EVOLUTION OF TEXTURE AND COMPOSITION ALONG THE SUBDUCTION MEGATHRUST UP-DIP OF THE SEISMOGENIC ZONE

Along the subduction megathrust, the top of the seismogenic zone occurs at 100 to 150 °C and the region up-dip hosts diverse modes of fault slip. The transition is thought to occur due to evolving material properties that promote seismicity but are poorly understood. The Sestola-Vidiciatico Tectonic Unit (SVTU) has been interpreted to represent an ancient analog of an erosive plate boundary shear zone (PBSZ) at conditions near the up-dip limit of the seismogenic zone, with peak deformation temperatures up to ~150 °C corresponding to ~5 km vertical depth. The SVTU accommodated the early Miocene convergence between the subducting Adriatic plate and overriding accretionary prisms of the European plate. Field observation suggest deformation within the SVTU was dominantly accommodated within a meter scale along the basal contact.
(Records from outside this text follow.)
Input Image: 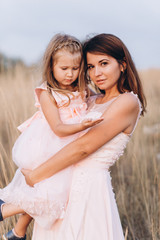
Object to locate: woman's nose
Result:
[67,69,73,77]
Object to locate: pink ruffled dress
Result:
[0,83,87,229]
[32,93,141,240]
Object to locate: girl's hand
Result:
[81,117,104,129]
[21,168,34,187]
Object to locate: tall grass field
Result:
[0,64,160,240]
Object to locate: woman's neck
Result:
[97,89,120,104]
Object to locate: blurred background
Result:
[0,0,160,240]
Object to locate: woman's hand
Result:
[21,168,34,187]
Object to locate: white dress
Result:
[32,93,141,240]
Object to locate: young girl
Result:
[0,34,102,239]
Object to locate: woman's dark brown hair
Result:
[83,33,146,115]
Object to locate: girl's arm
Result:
[22,93,139,186]
[39,90,103,137]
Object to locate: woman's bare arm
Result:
[21,94,139,186]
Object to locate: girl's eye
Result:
[101,62,108,66]
[87,65,93,70]
[73,67,79,70]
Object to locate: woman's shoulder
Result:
[113,92,142,113]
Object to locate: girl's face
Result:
[53,50,81,90]
[87,53,123,91]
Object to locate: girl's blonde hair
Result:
[42,34,86,101]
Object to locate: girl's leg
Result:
[2,203,25,219]
[14,213,32,237]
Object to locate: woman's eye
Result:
[101,62,108,66]
[61,67,67,70]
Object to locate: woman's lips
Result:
[96,79,106,85]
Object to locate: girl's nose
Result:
[94,67,102,76]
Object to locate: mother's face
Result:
[87,53,123,90]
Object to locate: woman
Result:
[24,34,146,240]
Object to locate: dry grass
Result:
[0,66,160,240]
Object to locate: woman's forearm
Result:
[29,139,90,185]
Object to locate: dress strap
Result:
[125,91,142,136]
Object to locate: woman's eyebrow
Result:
[99,58,109,63]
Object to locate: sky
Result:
[0,0,160,69]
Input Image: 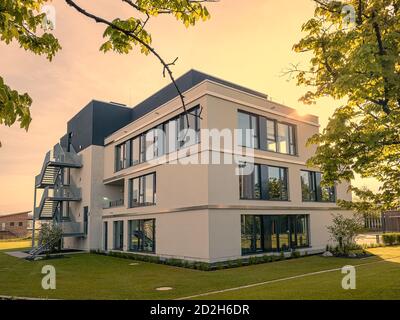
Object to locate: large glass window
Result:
[129,173,156,208]
[266,119,277,152]
[178,108,200,147]
[239,164,261,200]
[129,219,155,252]
[239,164,289,201]
[114,220,124,250]
[115,142,127,171]
[154,124,166,158]
[115,107,200,171]
[238,111,259,148]
[238,111,296,155]
[277,123,296,155]
[131,137,140,166]
[300,170,336,202]
[241,215,309,254]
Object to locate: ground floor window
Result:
[129,219,155,252]
[103,221,108,251]
[241,215,309,254]
[114,220,124,250]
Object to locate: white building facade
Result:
[35,70,351,263]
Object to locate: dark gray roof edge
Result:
[132,69,268,110]
[190,69,269,99]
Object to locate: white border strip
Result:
[174,257,399,300]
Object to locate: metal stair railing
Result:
[53,184,81,201]
[51,143,82,166]
[35,151,50,186]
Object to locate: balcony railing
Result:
[59,221,85,236]
[103,199,124,209]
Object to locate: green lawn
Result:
[0,242,400,299]
[0,240,32,250]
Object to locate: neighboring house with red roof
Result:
[0,211,32,239]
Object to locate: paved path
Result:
[4,251,29,259]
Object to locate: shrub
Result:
[291,250,300,259]
[327,214,363,252]
[382,233,400,246]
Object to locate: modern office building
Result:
[35,70,351,262]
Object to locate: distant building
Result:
[383,211,400,232]
[35,70,352,263]
[0,211,32,239]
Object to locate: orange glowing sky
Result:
[0,0,376,213]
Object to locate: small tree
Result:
[327,214,363,251]
[39,223,62,252]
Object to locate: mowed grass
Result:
[0,241,400,299]
[0,240,32,251]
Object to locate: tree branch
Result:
[65,0,189,127]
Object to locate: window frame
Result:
[237,109,298,156]
[240,214,311,256]
[239,163,290,202]
[300,169,337,203]
[114,105,201,172]
[128,172,157,208]
[128,218,156,253]
[237,109,260,149]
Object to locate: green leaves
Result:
[294,0,400,210]
[0,0,61,146]
[100,17,152,55]
[100,0,210,55]
[0,77,32,146]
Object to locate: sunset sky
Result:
[0,0,376,213]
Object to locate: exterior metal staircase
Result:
[34,144,83,236]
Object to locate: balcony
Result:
[59,221,87,237]
[103,199,124,209]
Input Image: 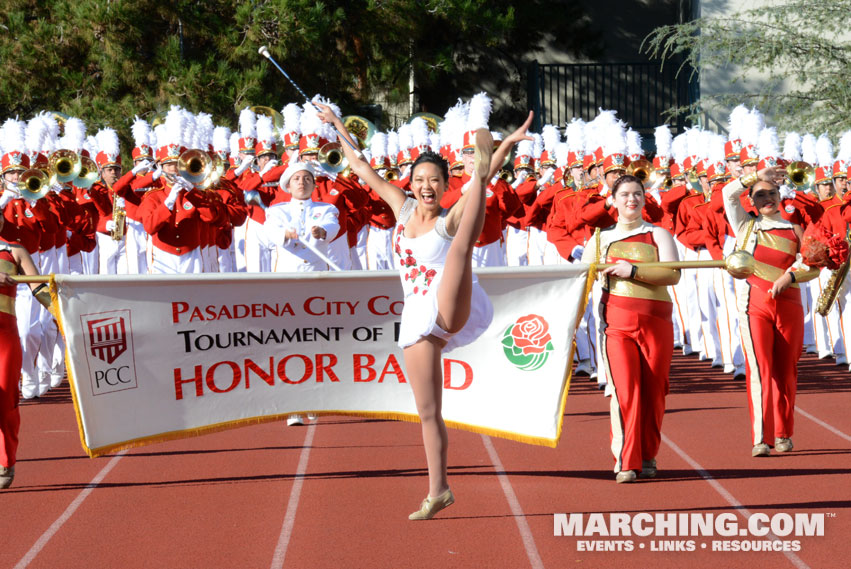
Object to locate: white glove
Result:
[260,158,278,176]
[538,168,555,186]
[163,178,186,209]
[234,157,254,176]
[245,190,266,209]
[0,190,18,209]
[131,160,154,175]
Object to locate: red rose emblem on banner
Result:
[511,314,552,356]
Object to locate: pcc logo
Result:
[81,310,137,395]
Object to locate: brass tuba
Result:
[316,142,349,174]
[16,168,50,200]
[626,160,654,184]
[49,150,83,184]
[177,148,213,189]
[343,115,378,146]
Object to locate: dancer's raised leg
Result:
[437,129,493,332]
[404,336,449,496]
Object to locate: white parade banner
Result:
[51,265,588,456]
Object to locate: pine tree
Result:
[644,0,851,135]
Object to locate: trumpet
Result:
[110,194,127,241]
[49,150,83,184]
[15,168,50,200]
[177,148,213,189]
[786,161,816,192]
[626,160,654,184]
[499,168,514,184]
[316,142,349,174]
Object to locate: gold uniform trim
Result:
[753,260,799,288]
[0,259,18,275]
[757,231,798,257]
[609,277,671,302]
[0,294,15,316]
[606,241,671,302]
[606,241,658,263]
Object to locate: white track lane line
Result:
[271,421,316,569]
[15,450,127,569]
[481,435,544,569]
[662,434,810,569]
[795,405,851,443]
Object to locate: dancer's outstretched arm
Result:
[316,103,407,219]
[446,111,535,235]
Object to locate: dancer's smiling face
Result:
[411,162,446,208]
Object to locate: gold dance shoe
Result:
[408,490,455,520]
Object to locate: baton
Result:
[297,234,343,271]
[257,45,363,159]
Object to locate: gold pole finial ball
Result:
[724,249,756,279]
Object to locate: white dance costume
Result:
[393,198,493,352]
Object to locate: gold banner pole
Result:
[597,249,755,279]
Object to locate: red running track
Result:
[0,356,851,569]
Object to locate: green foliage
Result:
[644,0,851,135]
[0,0,591,148]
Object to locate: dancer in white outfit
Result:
[319,105,532,520]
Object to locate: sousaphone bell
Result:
[316,142,349,174]
[177,148,213,189]
[49,150,83,184]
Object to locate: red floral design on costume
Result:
[511,314,552,356]
[394,225,437,295]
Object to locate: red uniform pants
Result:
[739,286,804,445]
[0,312,22,467]
[602,294,674,472]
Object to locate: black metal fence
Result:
[528,62,697,138]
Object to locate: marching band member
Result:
[0,213,50,489]
[582,176,680,483]
[724,168,818,457]
[139,107,220,274]
[89,128,130,275]
[0,119,57,399]
[812,135,847,365]
[366,132,396,271]
[213,126,249,273]
[441,93,523,267]
[261,162,340,273]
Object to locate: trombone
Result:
[316,142,349,174]
[786,161,816,192]
[71,156,100,189]
[15,168,50,200]
[626,159,655,185]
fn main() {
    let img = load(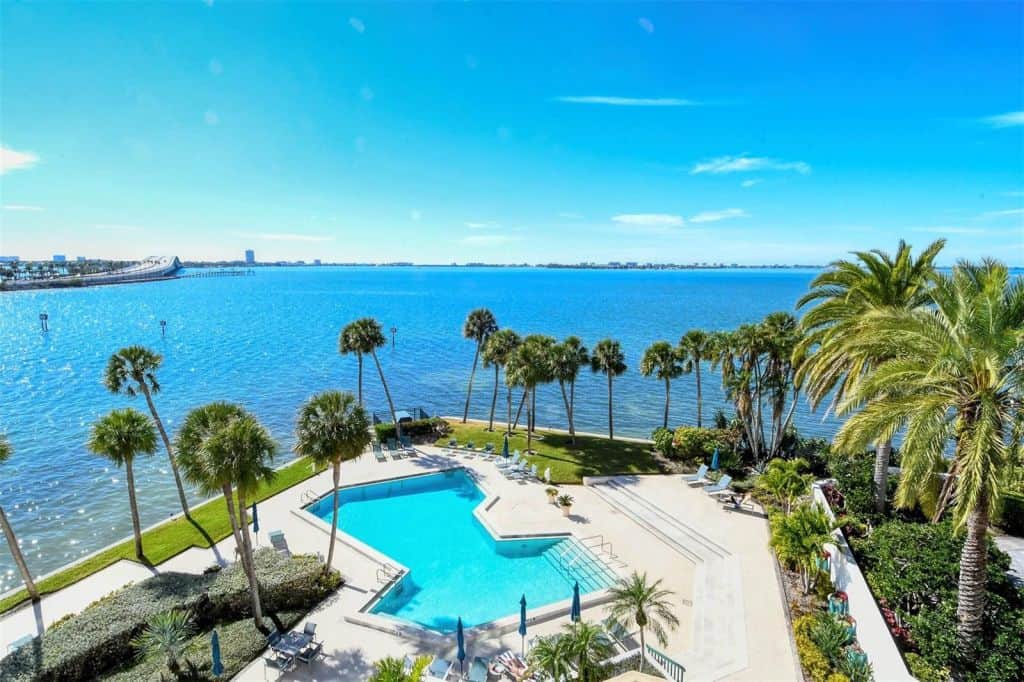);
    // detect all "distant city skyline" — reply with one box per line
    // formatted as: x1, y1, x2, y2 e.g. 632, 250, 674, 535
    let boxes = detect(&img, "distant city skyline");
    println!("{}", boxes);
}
0, 0, 1024, 265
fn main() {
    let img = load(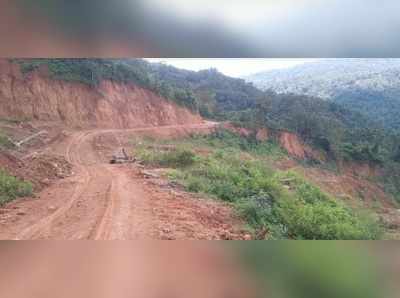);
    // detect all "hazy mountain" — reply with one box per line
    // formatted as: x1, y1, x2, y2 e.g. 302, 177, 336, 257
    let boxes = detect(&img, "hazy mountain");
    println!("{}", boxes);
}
245, 59, 400, 128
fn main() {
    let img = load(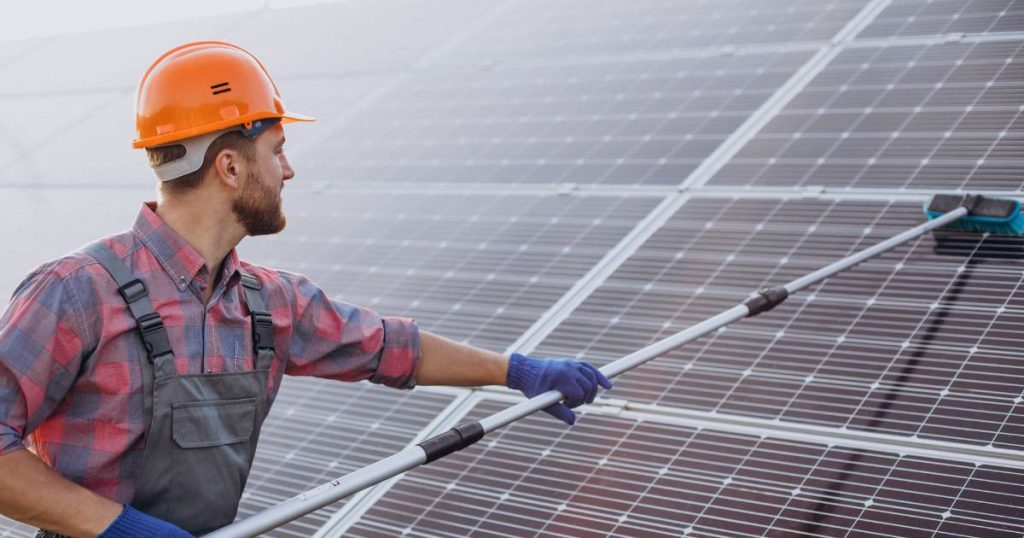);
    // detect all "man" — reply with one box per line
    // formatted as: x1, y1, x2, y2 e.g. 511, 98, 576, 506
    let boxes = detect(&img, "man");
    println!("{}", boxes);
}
0, 42, 611, 537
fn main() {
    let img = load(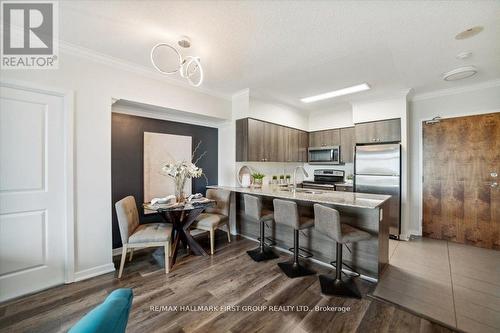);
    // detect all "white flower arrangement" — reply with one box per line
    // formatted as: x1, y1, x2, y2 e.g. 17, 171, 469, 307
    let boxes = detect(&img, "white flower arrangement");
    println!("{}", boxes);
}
161, 141, 208, 202
161, 161, 203, 179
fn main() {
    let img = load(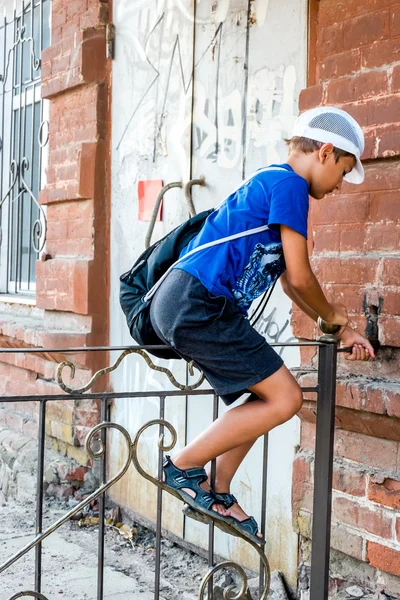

Samples from 5 outcrops along the basal decollement were analyzed to provide new temperature estimates and characterize the composition and microstructure with increasing depth. Structures within the SVTU evolve from being distributed across the 500 m thick SVTU to being localized along the decollement and cut the basal decollement and footwall at greater depths. These outcrops have inferred burial depths between ~3 and ~5 km based on vitrinite reflectance temperature estimates at proximal sites within the hanging and footwall. We present measurements of pyrolysis on samples from the decollement to more accurately constrain paleotemperatures during subduction. Using these new temperature constraints, combined with preliminary compositional and microstructural data, we outline an evolution of diagenesis, deformation mechanisms, and strain partitioning at conditions between ~90 and ~150 °C.